# Bereichszeiger Bildnummer



## Carsten77 (8 April 2011)

Hallo zusammen,

ich konnte mein Problem per Suche leider nicht finden.

Ich habe ein OP77A per MPI an meine CPU angebunden.
Das Panal und die Software laufen mit einer Ausnahme. Ich habe einen Bereichszeiger auf einen DB5 DBW 0 konfiguriert weil ich gerne die Bildnummer des Bildes das gerade angezeigt wird wissen möchte.

Der DB hat die Struktur 

0.0 DB_VAR  INT 0
2.0 DB_VAR1 INT 0  
4.0 DB_VAR2 INT 0  
6.0 DB_VAR3 INT 0  

meine Bildnummer müsste eigentlich im DBW 2 stehen.
Tut sie aber nicht. Habe es schon mit mehrerern DB`s versucht. Einmal ging es dann auch. Leider hab ich dann wieder den ursprünglichen DB eingestellt und seit dem geht es wieder nimmer.

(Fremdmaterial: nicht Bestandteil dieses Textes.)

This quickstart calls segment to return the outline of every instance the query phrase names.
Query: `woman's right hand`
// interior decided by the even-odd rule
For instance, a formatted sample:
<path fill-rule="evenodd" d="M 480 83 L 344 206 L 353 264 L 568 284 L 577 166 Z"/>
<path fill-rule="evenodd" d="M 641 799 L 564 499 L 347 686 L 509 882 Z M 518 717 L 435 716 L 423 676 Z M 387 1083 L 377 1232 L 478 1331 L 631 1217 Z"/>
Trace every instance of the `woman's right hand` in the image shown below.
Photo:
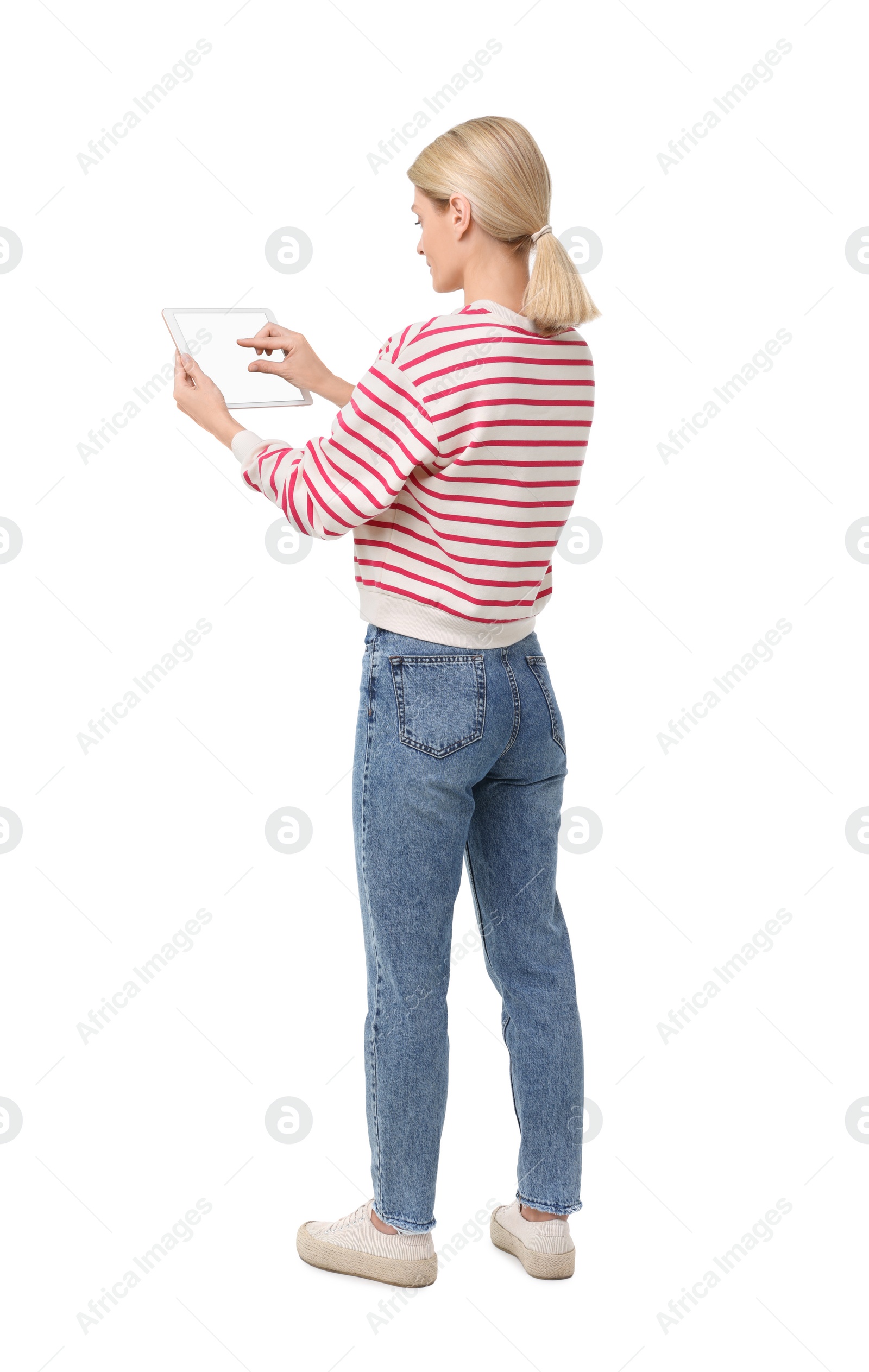
<path fill-rule="evenodd" d="M 237 339 L 237 343 L 257 350 L 257 359 L 248 365 L 248 372 L 273 372 L 290 386 L 303 387 L 338 406 L 346 405 L 353 394 L 351 384 L 329 372 L 302 333 L 294 333 L 280 324 L 265 324 L 253 339 Z M 276 348 L 283 348 L 287 355 L 281 359 L 272 358 Z"/>

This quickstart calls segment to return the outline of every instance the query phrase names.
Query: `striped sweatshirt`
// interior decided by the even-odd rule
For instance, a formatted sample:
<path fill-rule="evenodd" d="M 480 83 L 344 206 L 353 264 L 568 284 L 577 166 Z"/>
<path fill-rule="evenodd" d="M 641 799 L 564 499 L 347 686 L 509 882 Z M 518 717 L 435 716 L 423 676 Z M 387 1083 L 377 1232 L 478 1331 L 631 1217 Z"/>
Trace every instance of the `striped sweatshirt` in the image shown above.
<path fill-rule="evenodd" d="M 353 531 L 360 616 L 507 646 L 552 595 L 594 407 L 589 346 L 491 300 L 389 338 L 328 438 L 236 434 L 244 482 L 310 538 Z"/>

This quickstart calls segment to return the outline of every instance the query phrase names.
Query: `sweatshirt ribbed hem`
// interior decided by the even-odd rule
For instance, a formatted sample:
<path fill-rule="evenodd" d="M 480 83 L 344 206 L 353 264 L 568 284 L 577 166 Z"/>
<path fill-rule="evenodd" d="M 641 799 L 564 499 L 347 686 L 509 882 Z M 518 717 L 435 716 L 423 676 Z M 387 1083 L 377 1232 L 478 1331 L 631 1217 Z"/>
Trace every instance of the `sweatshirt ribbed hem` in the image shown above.
<path fill-rule="evenodd" d="M 406 634 L 408 638 L 423 638 L 430 643 L 445 643 L 448 648 L 509 648 L 534 632 L 537 615 L 526 619 L 511 619 L 504 623 L 491 620 L 459 619 L 443 609 L 431 605 L 417 605 L 404 595 L 389 595 L 371 586 L 360 586 L 360 619 L 390 634 Z"/>

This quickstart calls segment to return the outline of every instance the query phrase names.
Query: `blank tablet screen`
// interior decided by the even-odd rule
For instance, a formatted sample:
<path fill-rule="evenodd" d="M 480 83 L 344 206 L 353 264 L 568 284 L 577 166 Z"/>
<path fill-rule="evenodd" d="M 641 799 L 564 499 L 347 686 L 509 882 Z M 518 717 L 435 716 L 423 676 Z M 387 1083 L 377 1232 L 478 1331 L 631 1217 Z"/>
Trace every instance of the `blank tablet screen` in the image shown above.
<path fill-rule="evenodd" d="M 253 347 L 239 347 L 236 339 L 253 338 L 268 318 L 262 310 L 233 310 L 229 314 L 200 314 L 198 310 L 176 310 L 174 317 L 187 339 L 187 351 L 220 386 L 228 403 L 247 401 L 302 399 L 302 392 L 269 372 L 248 372 L 247 365 L 257 358 Z M 283 361 L 280 348 L 264 362 Z"/>

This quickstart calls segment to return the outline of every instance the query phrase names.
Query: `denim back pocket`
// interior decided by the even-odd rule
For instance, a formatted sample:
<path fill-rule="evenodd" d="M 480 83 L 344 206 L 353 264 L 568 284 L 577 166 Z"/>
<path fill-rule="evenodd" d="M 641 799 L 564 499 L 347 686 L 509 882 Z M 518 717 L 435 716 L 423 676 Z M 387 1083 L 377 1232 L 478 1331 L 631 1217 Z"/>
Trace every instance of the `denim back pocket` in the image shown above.
<path fill-rule="evenodd" d="M 567 753 L 564 745 L 564 726 L 561 724 L 561 712 L 559 709 L 559 702 L 555 698 L 555 691 L 552 689 L 552 682 L 549 681 L 549 668 L 546 667 L 545 657 L 526 657 L 526 663 L 537 676 L 540 687 L 549 707 L 549 719 L 552 720 L 552 737 L 559 745 L 563 753 Z"/>
<path fill-rule="evenodd" d="M 482 653 L 390 657 L 398 738 L 431 757 L 483 737 L 486 667 Z"/>

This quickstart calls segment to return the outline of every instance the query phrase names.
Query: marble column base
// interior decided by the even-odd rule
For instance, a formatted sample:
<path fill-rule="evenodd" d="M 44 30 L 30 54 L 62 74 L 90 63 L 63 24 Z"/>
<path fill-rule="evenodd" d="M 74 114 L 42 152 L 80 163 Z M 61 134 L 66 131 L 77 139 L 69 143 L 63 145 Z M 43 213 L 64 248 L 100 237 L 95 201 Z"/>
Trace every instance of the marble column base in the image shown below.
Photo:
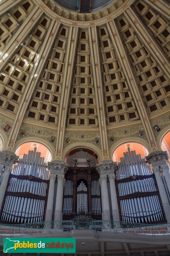
<path fill-rule="evenodd" d="M 45 221 L 52 221 L 52 211 L 51 211 L 51 210 L 46 210 Z"/>
<path fill-rule="evenodd" d="M 119 210 L 113 210 L 112 211 L 112 216 L 113 220 L 115 221 L 120 221 L 120 216 Z"/>
<path fill-rule="evenodd" d="M 170 204 L 162 204 L 165 213 L 167 223 L 170 223 Z"/>
<path fill-rule="evenodd" d="M 110 214 L 109 211 L 105 211 L 102 212 L 103 220 L 110 220 Z"/>

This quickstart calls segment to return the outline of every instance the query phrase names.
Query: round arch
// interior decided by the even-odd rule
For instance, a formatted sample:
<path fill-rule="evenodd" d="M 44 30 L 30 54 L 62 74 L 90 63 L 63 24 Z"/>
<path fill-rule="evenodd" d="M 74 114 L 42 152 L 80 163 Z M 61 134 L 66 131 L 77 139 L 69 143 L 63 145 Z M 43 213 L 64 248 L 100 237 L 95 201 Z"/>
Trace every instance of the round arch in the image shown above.
<path fill-rule="evenodd" d="M 95 151 L 99 156 L 100 161 L 102 160 L 102 154 L 100 149 L 95 145 L 94 145 L 92 148 L 91 144 L 86 142 L 83 142 L 83 146 L 81 143 L 80 145 L 80 143 L 79 142 L 76 142 L 74 143 L 74 144 L 71 144 L 70 145 L 69 145 L 64 149 L 62 152 L 62 159 L 64 159 L 67 154 L 72 149 L 74 149 L 75 148 L 88 148 Z"/>
<path fill-rule="evenodd" d="M 49 150 L 52 156 L 52 160 L 55 158 L 55 152 L 54 148 L 51 145 L 45 140 L 37 138 L 36 137 L 29 137 L 28 138 L 23 138 L 17 141 L 15 144 L 14 148 L 14 151 L 15 152 L 17 148 L 21 145 L 27 142 L 35 142 L 42 144 L 46 147 Z"/>
<path fill-rule="evenodd" d="M 115 142 L 112 146 L 109 151 L 109 158 L 110 159 L 112 159 L 112 156 L 113 152 L 121 144 L 124 144 L 125 143 L 136 142 L 141 144 L 143 146 L 145 147 L 148 150 L 149 153 L 151 151 L 151 147 L 148 143 L 144 140 L 141 138 L 132 138 L 132 137 L 128 137 L 126 139 L 122 139 L 117 141 Z"/>
<path fill-rule="evenodd" d="M 158 147 L 160 150 L 161 150 L 161 144 L 164 137 L 170 132 L 170 124 L 166 127 L 162 131 L 160 131 L 157 139 Z"/>

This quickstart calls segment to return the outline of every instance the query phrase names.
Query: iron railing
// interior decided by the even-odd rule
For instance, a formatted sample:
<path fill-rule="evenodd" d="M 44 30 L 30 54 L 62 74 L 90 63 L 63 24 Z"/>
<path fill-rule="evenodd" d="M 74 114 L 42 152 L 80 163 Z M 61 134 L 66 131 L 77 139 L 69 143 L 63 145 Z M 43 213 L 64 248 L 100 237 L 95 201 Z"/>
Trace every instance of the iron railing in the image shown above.
<path fill-rule="evenodd" d="M 96 220 L 90 216 L 76 216 L 70 220 L 34 222 L 20 224 L 0 224 L 0 235 L 9 235 L 70 231 L 74 229 L 92 229 L 133 234 L 156 234 L 170 233 L 170 223 L 147 224 L 141 223 Z"/>

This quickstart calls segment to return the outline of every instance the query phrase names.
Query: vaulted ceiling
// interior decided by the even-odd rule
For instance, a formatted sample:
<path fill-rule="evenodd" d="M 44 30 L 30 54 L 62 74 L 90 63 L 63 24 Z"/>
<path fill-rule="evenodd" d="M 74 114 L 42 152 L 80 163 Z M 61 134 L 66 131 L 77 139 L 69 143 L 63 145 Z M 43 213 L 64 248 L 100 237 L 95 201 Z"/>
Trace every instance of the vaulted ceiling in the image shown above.
<path fill-rule="evenodd" d="M 82 14 L 52 0 L 2 0 L 0 128 L 6 149 L 39 138 L 60 160 L 69 144 L 85 142 L 107 160 L 115 141 L 136 140 L 142 130 L 157 150 L 153 127 L 168 125 L 161 118 L 170 109 L 169 6 L 159 3 L 115 0 Z"/>

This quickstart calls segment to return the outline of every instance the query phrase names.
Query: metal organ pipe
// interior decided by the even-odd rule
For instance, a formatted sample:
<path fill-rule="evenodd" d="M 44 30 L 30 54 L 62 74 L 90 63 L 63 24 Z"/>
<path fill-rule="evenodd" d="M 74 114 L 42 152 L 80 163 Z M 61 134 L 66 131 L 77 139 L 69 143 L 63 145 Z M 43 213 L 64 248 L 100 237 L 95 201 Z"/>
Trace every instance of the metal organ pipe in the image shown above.
<path fill-rule="evenodd" d="M 19 159 L 18 165 L 14 166 L 13 174 L 17 175 L 32 175 L 43 180 L 47 180 L 48 171 L 44 158 L 41 153 L 29 150 L 28 155 L 24 154 Z M 45 196 L 47 190 L 46 182 L 33 181 L 12 178 L 8 191 L 11 192 L 30 193 Z M 42 221 L 45 200 L 22 196 L 9 196 L 6 197 L 1 220 L 4 221 L 29 223 Z"/>
<path fill-rule="evenodd" d="M 80 151 L 76 152 L 75 154 L 69 156 L 67 158 L 66 163 L 68 164 L 68 166 L 74 166 L 75 164 L 73 159 L 76 159 L 77 162 L 76 163 L 76 165 L 77 166 L 88 166 L 88 164 L 87 159 L 90 159 L 90 166 L 96 167 L 97 164 L 96 159 L 95 156 L 92 156 L 87 152 Z"/>
<path fill-rule="evenodd" d="M 152 174 L 150 166 L 135 151 L 123 153 L 116 171 L 117 180 L 123 180 L 133 175 L 149 175 Z M 156 191 L 152 178 L 118 183 L 119 196 L 125 196 L 136 192 Z M 144 222 L 163 219 L 160 204 L 157 195 L 134 198 L 121 199 L 120 206 L 123 221 Z"/>

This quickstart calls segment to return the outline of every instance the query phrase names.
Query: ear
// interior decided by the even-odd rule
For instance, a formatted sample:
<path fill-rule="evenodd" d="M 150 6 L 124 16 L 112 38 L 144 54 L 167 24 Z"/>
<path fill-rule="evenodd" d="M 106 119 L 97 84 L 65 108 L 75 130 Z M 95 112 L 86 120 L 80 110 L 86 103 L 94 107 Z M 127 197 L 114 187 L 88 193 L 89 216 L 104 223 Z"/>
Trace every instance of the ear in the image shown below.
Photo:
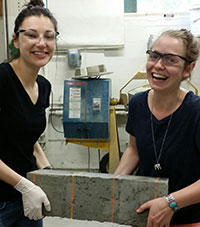
<path fill-rule="evenodd" d="M 190 64 L 187 64 L 184 69 L 184 79 L 187 79 L 191 76 L 191 73 L 196 65 L 196 62 L 192 62 Z"/>

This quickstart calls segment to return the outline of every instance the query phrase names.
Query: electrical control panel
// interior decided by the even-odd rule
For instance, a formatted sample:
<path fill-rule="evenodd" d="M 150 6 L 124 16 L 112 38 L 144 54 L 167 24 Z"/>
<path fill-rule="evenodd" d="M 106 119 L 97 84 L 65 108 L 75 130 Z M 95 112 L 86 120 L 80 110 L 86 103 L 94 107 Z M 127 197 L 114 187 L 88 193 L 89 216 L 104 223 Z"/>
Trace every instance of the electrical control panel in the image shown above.
<path fill-rule="evenodd" d="M 64 81 L 63 127 L 65 138 L 109 138 L 109 79 Z"/>

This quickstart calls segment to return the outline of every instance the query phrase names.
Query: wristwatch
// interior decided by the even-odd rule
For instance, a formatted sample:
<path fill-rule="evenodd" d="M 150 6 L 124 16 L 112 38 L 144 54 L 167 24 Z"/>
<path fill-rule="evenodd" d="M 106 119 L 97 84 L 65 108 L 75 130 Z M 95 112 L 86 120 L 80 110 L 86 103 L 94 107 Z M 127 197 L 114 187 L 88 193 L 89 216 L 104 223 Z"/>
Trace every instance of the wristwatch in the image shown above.
<path fill-rule="evenodd" d="M 174 199 L 173 195 L 170 194 L 168 196 L 165 197 L 165 199 L 167 200 L 169 207 L 175 212 L 178 210 L 178 204 L 176 202 L 176 200 Z"/>

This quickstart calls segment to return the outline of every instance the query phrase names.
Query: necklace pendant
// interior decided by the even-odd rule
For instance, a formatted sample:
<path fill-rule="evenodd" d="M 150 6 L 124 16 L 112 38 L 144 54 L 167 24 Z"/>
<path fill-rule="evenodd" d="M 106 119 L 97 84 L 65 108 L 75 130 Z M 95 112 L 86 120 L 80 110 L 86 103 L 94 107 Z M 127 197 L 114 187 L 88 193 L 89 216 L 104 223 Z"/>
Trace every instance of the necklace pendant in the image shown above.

In den SYtemmeldungen der OP stehen zwei Meldungen:

Bereichszeiger Typ:
ScreenNumber, Nr.:
Verbindung_1
Adressfehler
Steuerung

und:

Variable Bildnummer:
Wertübernahme in Steuerung 
nicht möglich 

Weiss jemand wo der Fehler liegt?

Jetzt schon danke!
Carsten


----------



## Lipperlandstern (8 April 2011)

Den DB des Bereichszeigers änderst du in der Software WINCCflex. Nach der Änderung überträgst du das Projekt in das Panel. Du schaust dir auch genau den DB an den du grade mit Hilfe der Software geändert hast.....


----------



## Carsten77 (8 April 2011)

Genau so ist es leider...

Das Projekt wurde eigentlich mit Protool erstellt, dann auf WIN CC flex 2007 konvertiert und jetzt nochmal auf WIN CC flex 2008 SP2 mit dem neusten Update. Das Panel hab ich auch schon aktualisiert. Jetzt sind mir die Ideen ausgegangen...

Hat jemand von euch ein?


----------



## Lipperlandstern (8 April 2011)

das ganze Zeug mit Temp. Variablen löschen und neu generieren hast du auch schon hinter dir denke ich. Und eine Verbindung ist vor dem Bereichszeiger auch eingetragen (auch die richtige falls es mehrere gibt) ?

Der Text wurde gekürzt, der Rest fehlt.